2017-18年は嵐の前の静けさ「ミンスキー・モメント」が終わる時

新年おめでとうございます。本年も宜しくお願い申し上げます。

今年前半の投資環境について

昨年12月26日に私は「メサイア」のコンサートに出かけた。オラトリオの詩「トランペットが鳴り響き、全てが変わる」 “We shall be changed”を聞くと、2017年にいよいよ変化が始まると感じた。

VIX指数を見ると、マーケットは2008年のリーマンショック直前と同様、「嵐の前の静けさ」、凪のようだ。英国のEU離脱やトランプ勝利といった想定外のショックにもかかわらず、なぜマーケットでは上昇が続くのか。そして、いつまで続くのか。

出所: Investing.com (Jan 7, 2017)

凪の状態をHyman Minskyにちなんで「ミンスキー・モメント」と呼ぶ。各国中央銀行が超緩和策を取り、政府が財政拡大を続けるとき、投資家はマーケットを信頼し買い進む。しかし、いったん投資家が売り手に転じれば、買い手はつかずマーケットは一気に下落し、金融システムは危機に陥る。

正月休みにはヘンリー・ポールソン(リーマンショック時の財務長官)著『ポールソン回顧録』、James Rickardsの新著 “The Road to Ruin”を読んだ。どちらの内容も次なる金融危機への警告を含んでいる。1987年のブラックマンデー、1997-98年のアジア通貨危機とロシア危機、2007-08年のサブプライムショックとリーマンショックといった周期性を考えれば、 2017-18年は要注意である。

危機のトリガーは世界中に地雷のように埋められている。目下気になるのは、トランプ新政権そのものの正当性の問題である。米国の正当性そのものにかかわる一大事であり、正当性の根拠が揺らげば米国の制度や基盤そのものがアノミー化するリスクがある。

その発端になるのが、トランプ新政権と諜報当局との間に露呈している相互不信である。11月の大統領選挙中にプーチン大統領が民主党をターゲットにサイバー攻撃を仕掛け、様々なプロパガンダに携わり、トランプ勝利に関わったという報告書が公開された。クラッパー国家情報長官は上院軍事委員会の公聴会で「これは戦争状態ではないが」と発言したが、これは「一歩間違えれば戦争状態になる」という意味にも聞こえる。さらに、トランプ氏が自国の諜報当局よりもプーチン氏との関係を重んじるかのような発言をしたことで、新政権が国家安全保障よりもビジネス上の利益を優先するのかという大きな疑念の渦が広がっている。異常な事態である。

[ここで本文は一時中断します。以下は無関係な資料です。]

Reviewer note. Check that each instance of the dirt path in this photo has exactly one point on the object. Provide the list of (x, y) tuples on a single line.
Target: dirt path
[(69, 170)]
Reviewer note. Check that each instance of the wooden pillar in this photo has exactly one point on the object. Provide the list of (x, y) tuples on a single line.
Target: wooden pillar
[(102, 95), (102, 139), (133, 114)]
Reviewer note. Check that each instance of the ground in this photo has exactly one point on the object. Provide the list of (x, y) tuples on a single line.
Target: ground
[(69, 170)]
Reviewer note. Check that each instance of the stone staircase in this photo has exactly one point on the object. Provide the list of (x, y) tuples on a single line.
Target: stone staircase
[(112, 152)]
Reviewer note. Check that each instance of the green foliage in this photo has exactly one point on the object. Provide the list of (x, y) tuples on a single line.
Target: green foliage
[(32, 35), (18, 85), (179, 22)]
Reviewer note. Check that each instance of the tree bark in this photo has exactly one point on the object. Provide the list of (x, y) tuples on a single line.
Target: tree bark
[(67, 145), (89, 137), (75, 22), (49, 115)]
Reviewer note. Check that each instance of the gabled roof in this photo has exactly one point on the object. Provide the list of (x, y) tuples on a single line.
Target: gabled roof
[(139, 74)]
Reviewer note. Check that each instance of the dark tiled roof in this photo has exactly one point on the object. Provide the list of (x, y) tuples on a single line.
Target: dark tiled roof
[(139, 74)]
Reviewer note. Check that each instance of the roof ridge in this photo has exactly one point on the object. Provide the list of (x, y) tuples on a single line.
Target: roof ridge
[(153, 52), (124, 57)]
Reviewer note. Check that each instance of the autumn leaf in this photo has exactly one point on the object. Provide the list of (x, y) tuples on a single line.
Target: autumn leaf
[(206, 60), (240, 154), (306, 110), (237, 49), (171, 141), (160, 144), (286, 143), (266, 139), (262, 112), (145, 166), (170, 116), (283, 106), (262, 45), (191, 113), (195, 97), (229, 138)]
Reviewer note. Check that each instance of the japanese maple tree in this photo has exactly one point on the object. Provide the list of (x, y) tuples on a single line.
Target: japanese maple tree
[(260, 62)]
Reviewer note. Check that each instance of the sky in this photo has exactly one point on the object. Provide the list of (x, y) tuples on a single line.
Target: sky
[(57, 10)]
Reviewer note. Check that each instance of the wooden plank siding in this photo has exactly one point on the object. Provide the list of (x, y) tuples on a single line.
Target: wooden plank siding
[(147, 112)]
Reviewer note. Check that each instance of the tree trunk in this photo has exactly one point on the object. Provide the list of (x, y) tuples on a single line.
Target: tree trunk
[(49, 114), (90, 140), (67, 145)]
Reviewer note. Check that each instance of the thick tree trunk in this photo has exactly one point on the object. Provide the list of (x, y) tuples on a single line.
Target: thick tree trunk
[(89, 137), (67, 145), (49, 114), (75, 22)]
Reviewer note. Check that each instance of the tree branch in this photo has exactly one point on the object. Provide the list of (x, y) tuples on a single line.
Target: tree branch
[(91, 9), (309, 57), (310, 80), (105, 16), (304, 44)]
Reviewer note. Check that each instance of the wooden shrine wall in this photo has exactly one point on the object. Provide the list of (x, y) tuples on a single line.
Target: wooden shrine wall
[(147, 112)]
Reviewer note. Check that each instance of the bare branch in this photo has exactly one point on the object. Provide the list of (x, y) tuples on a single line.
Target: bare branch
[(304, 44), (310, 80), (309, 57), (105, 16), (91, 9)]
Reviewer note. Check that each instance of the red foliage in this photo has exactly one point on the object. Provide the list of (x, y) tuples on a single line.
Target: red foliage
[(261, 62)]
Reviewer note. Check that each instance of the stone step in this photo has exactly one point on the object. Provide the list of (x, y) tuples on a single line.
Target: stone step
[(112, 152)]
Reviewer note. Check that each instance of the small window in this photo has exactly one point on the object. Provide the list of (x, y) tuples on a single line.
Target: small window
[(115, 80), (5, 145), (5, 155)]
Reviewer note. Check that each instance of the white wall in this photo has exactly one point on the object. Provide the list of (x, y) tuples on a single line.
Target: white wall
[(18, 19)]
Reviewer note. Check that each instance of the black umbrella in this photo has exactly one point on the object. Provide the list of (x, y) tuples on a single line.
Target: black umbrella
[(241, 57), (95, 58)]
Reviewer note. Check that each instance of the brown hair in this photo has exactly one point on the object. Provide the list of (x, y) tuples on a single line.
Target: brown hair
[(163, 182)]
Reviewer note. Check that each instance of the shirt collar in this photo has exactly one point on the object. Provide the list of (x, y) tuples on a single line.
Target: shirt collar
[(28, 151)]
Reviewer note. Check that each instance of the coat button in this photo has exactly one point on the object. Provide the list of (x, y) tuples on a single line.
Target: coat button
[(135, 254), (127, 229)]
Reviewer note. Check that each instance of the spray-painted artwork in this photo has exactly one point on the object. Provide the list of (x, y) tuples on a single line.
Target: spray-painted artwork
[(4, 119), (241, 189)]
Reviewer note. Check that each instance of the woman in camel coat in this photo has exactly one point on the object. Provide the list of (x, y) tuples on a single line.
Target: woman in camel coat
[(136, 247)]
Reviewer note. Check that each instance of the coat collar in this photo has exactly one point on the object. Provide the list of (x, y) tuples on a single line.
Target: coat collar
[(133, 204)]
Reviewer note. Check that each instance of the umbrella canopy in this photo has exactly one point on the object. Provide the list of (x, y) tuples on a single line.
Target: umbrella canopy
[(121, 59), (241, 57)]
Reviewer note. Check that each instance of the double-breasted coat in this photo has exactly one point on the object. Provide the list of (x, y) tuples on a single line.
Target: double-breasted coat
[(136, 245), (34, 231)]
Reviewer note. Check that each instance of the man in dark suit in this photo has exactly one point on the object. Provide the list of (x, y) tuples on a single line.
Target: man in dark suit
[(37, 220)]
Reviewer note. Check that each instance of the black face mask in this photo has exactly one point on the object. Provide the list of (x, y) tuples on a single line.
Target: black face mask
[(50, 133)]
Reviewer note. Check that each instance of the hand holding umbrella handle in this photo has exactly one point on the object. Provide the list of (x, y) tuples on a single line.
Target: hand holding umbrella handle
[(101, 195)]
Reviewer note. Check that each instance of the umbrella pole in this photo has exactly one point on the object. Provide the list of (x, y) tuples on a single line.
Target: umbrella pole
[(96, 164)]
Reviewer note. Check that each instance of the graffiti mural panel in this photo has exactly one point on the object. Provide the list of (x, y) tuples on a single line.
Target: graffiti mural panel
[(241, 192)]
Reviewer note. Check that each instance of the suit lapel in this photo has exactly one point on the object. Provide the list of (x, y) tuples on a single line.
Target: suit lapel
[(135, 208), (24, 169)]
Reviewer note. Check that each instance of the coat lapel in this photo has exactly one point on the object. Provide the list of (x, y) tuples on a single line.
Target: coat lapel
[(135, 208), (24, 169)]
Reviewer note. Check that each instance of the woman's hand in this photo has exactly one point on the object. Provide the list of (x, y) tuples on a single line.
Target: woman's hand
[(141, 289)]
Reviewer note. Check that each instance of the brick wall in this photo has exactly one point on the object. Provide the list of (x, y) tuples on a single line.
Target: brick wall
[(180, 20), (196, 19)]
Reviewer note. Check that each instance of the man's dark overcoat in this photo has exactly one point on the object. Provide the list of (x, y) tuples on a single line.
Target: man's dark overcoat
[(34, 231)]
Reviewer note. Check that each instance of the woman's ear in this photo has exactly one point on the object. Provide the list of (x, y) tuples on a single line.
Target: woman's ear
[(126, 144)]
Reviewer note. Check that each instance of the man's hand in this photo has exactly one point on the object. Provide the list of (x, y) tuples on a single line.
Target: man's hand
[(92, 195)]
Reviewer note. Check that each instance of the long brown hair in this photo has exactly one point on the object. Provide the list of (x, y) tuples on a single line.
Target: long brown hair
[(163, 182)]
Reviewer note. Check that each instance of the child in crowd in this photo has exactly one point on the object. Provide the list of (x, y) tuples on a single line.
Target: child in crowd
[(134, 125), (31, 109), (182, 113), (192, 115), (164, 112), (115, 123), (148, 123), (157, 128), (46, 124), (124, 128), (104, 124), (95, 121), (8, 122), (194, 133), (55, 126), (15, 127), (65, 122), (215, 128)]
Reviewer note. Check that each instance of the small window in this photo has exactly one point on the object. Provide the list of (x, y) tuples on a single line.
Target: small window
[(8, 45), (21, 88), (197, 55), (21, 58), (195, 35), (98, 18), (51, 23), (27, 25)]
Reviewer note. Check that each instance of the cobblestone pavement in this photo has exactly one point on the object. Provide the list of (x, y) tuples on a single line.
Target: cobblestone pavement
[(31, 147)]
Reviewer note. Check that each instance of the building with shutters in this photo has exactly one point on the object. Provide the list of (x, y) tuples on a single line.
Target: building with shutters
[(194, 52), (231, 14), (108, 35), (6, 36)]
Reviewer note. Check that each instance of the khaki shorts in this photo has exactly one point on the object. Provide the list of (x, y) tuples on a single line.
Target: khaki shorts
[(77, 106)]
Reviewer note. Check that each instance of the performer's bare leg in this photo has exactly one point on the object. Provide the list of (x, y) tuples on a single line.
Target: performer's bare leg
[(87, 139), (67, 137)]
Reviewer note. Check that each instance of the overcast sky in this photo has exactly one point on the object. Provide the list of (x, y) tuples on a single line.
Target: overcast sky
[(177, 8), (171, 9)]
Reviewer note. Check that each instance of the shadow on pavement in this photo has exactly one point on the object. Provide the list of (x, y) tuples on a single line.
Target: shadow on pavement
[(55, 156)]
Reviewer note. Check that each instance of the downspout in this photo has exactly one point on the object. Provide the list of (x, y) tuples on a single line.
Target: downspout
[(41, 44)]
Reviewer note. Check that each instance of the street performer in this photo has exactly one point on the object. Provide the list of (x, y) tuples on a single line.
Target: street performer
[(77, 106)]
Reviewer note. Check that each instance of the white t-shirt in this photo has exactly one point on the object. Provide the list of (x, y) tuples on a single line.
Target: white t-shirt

参考記事 http://www.huffingtonpost.jp/2017/01/06/russia_n_13991954.html

米国市場はトランプ政権発足の直前に、グローバル市場では中国の春節の頃に最初のボラティリティの波がやってくるだろう。日本も含め、今年前半、国際金融市場は大きな変動に見舞われ、日本も円高、金利上昇の重圧に苦しむことになるだろう。